Saturday, April 10, 2010

Manase Tonga Impresses NFL With Test Score

Manase Tonga continues to defy.

This is a guy who gray-shirted at Utah before an LDS mission, then came back and created a nice notch in BYU's football program as a devastating leading blocker.

But his junior year in Provo, Tonga lost focus academically, fell so far behind that the school released him and mandated strict requirements for him to catch up and return.

And he did in 2009, barely, not knowing if he'd succeeded until right before two-a-days began last August.

After attending Utah Valley University and doing a patch-up job on his transcripts, he found a way to jump over some extremely stiff hurdles and penalties and made it back to BYU for a senior year that included a key role on an 11-2 nationally ranked team.

Then came his NFL tests this winter, which included a 4.8 time in the 40-yard dash as a 245-pound man.

Two months ago at the NFL Combine in Indianapolis, an event that requires an invitation from the league's franchises, Tonga posted the second-highest score among running backs in the Wonderlic test, an intelligence quiz. It's a 12-minute, 50-question test designed to measure aptitude for adapting to certain situations. It's a multiple-choice test with increasing difficulty.

Somehow, this doesn't add up. Literally.

"Man, I wasn't expecting that," Tonga said Friday from Indianapolis where he was doing some rechecks on some medical examinations for the draft.

"I was just filling in the bubbles, hoping for a score," he said with a stroke of humility.

"I got lucky."

This week his college position coach, Lance Reynolds, said it absolutely tracks with what he knows of Tonga, a guy with an impressive mind. With school, Tonga got casual with attendance and assignments; it wasn't that he couldn't do the work.

"The football part, he was always very, very smart. You could see it the way he moved around, not hesitating, getting to the right place at the right time, getting open on a route, doing it with speed a guy his size isn't supposed to have," said Reynolds.

Tonga finished second to Stanford's Toby Gerhart, who posted a score of 30.

Tonga had a 29. These scores are not available from the NFL, but they eventually leak out from agents of players who have access in the weeks that follow the combine.

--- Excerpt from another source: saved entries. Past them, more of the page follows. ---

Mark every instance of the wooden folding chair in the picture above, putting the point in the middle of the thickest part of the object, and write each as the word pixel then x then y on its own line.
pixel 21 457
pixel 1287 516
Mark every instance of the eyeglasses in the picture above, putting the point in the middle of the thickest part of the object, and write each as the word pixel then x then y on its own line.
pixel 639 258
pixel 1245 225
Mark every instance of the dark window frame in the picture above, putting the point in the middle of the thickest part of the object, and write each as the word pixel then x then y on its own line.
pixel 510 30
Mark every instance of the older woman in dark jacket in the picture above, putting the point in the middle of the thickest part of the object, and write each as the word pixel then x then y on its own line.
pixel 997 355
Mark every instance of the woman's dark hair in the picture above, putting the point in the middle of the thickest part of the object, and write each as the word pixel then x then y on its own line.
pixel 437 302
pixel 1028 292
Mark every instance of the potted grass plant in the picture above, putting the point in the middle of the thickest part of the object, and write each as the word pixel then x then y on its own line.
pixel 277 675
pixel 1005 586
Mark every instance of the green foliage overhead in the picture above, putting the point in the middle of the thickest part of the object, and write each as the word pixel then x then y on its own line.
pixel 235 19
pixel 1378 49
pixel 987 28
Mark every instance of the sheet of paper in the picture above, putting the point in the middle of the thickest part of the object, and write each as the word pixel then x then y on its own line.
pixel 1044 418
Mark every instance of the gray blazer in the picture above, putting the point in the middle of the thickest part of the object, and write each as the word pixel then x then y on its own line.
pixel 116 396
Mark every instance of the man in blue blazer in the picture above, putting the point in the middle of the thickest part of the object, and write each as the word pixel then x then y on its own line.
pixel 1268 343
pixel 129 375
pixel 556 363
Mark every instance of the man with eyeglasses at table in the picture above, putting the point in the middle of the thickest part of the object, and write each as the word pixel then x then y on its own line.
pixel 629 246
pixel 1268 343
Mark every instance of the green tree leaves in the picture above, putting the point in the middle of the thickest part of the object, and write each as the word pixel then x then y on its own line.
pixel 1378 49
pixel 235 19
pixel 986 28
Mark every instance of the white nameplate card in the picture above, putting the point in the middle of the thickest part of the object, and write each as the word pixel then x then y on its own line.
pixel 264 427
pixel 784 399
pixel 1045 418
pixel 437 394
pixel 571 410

"Manase didn't focus like he should have in the classroom, but he is very smart. It doesn't surprise me that he scored that well. In team meetings, you could ask him a question and he could be half asleep and give you the right answer, a good answer," said Reynolds.

To put the score in perspective, the average score for a quarterback is 24.

Florida Heisman Trophy winner Tim Tebow had a 22, according to the Palm Beach Post, and John Beck scored a 34 in 2007. The average score for participants is 21.

The NFL created a new Wonderlic test in 2007 because agents were obtaining copies and helped clients memorize answers.

Of note, since the NFL started to use the Wonderlic Test in the early 1970s, only one athlete, Harvard receiver Pat McInally, registered a perfect score of 50. Other interesting scores over the years include quarterbacks Alex Smith (40), Eli Manning (39), Steve Young (33), John Elway (29) and this year's QBs Sam Bradford, Oklahoma (36); Colt McCoy, Texas (25); and Notre Dame's Jimmy Clausen (23).

So, Tonga scored higher than Clausen, McCoy, Tebow and John Elway.

Sample Wonderlic questions include stuff like this: A train travels 20 feet in 1/5 second. At this same speed, how many feet will it travel in three seconds? And, when rope is selling at 10 cents a foot, how many feet can you buy for sixty cents? You might remember Texas quarterback Vince Young scored a 6, then upon taking it again, got a 15. The meaning of all this is a little dubious because Dan Marino and Terry Bradshaw both scored 15.

Tonga's score of 29 was ahead of LSU's Charles Scott (26) and Tennessee's Montario Hardesty at 25. While the Wonderlic doesn't accurately forecast how high a player will be drafted or if he'll even succeed in the NFL, it is a tool to tell if a player is capable of managing information. But even that isn't an exact science.

"Manase is a very sharp young man," said Reynolds.

"I think I did pretty well, and that Wonderlic score helped. I don't know what will happen. At the worst case, I won't get drafted but I think I'll get my shot."

Tonga's one solid workout came with the Patriots. "I'm waiting for a couple of more to come," he said.
The test.

In the case of Tonga, it adds to the anecdotal file of how impressive this guy is and what he's accomplished. It remains to be seen where he'll be drafted, or if he'll even make a team.

But it is said around BYU's campus that Tonga is a better blocker than Fahu Tahi and Fui Vakapuna — and they've cashed NFL paychecks.